Reste que le personnage principal est un poil "too much", du coup j'avais vraiment une crainte de tomber dans la surenchère avec les tomes suivants. J'ai été rassurée et je vais donc poursuivre, on dira par curiosité... je sens que je vais encore avoir des nuits courtes à gérer en 2016... (mais j'ai hâte de m'y mettre, ça me démange le bout des doigts).


Après toutes ces lectures de romans, j'ai fait une pause "graphisme". 

D'une part, j'ai rattrapé mon retard sur les titres de Florent Maudoux, comme une vraie gamine, j'ai récupéré d'un bloc le 7ème et dernier Freaks'Squeele, le 3ème et dernier Rouge et le spin off Masiko.

Concernant le dernier Freaks'Squeele, à savoir A-Move & Z-Movie, il se termine de façon vraiment superbe, je ne dis rien de plus, c'était juste parfait pour clôturer cette excellente série.

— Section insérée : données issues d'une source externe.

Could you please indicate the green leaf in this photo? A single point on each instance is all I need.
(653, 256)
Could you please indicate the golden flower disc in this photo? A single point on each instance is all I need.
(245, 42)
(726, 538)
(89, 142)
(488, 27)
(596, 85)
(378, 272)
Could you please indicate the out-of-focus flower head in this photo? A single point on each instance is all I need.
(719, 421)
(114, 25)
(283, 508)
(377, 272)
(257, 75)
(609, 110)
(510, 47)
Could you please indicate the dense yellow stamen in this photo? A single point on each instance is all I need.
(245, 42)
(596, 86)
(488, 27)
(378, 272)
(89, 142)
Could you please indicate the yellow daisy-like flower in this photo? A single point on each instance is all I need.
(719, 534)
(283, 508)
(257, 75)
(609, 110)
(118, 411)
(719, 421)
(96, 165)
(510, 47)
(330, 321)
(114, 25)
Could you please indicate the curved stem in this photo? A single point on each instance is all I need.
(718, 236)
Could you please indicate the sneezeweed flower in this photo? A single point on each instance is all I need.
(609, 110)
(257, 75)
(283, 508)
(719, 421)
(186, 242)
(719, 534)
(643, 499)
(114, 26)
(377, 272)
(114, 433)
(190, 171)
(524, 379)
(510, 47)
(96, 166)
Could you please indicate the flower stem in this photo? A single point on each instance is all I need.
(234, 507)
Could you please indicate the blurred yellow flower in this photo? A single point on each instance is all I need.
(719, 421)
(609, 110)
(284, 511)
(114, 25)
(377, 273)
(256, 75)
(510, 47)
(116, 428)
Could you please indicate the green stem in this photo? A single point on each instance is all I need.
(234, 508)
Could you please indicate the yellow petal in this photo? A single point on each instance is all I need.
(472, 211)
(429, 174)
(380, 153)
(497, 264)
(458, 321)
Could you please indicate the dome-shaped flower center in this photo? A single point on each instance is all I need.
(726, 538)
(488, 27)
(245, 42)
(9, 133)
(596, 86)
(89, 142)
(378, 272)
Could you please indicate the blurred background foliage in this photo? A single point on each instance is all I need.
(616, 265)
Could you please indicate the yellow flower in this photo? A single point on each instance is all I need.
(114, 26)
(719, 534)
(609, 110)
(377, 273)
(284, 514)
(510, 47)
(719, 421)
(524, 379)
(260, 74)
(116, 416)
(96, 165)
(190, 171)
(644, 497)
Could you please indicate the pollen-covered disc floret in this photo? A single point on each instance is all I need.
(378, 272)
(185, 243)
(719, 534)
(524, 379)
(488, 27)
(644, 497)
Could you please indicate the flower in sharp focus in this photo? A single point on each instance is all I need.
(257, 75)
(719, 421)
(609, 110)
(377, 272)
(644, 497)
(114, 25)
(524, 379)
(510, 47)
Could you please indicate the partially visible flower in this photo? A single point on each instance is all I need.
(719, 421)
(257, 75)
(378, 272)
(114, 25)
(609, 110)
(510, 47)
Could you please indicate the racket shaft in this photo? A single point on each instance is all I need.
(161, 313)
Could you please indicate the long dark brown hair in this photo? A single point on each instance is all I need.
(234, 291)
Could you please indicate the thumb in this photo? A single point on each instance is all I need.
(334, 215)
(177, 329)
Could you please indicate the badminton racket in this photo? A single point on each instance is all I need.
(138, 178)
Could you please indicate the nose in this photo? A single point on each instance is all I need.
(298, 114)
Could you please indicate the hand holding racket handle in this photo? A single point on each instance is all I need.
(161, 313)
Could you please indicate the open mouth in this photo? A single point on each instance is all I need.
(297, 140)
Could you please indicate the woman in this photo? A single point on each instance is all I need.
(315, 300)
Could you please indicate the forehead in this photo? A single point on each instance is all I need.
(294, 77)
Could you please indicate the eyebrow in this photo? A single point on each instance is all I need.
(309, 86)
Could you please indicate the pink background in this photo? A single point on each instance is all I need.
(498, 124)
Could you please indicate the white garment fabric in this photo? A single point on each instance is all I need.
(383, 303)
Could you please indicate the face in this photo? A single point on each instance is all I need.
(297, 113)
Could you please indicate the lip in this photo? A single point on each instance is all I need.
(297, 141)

Du côté de Rouge, sans surprise, la fin est telle que je l'envisageais puisque certains détails "perçaient" dans Freaks'Squeele, cependant la façon dont les événements se déroulent m'a tout de même bien surprise et cela reste une série d'une grande douceur malgré sa violence, le graphisme de Sourya Sihachakr, bien que très différent de celui de Florent Maudoux, est décidément adapté à la mélancolie qui se dégage dans cette préquelle.

   

Du côté de Masiko, on est sur un registre diamétralement différent, c'est du pur art-book dans lequel on sent les influences de films d'actions asiatiques et bien d'autres encore. Un véritable doggy-bag, c'est certain... 

Dans tous les cas, les éditions Ankama ont encore fait du chouette travail. J'ai hâte que le 3ème Funérailles sorte !


Après ça, virage à 180°, j'ai lu le dernier Astérix. Si si.

Le papyrus de César m'a été offert et j'avoue que j'ai régressé en mode "fillette" avec un grand bonheur. Jean-Yves Ferri et Didier Conrad ont bien assuré !


Sur la fin novembre, j'ai eu le temps de lire un dernier titre, qui tient du roman graphique, bien que les textes restent discrets au milieux des montages façon scrap. Il s'agit de l'original Le journal de Frankie Pratt, qui permet de plonger dans le quotidien d'une jeune fille et de traverser les années 1920 - les célèbres Années folles - avec elle. 

Caroline Preston a réalisé un travail de fourmi afin de monter ses pages, traduites par Katel Le Fur. pour les Editions Nil (j'avoue que pour ma part, j'ai mis la main sur la réédition parue chez France Loisirs). Le résultat est résolument vintage.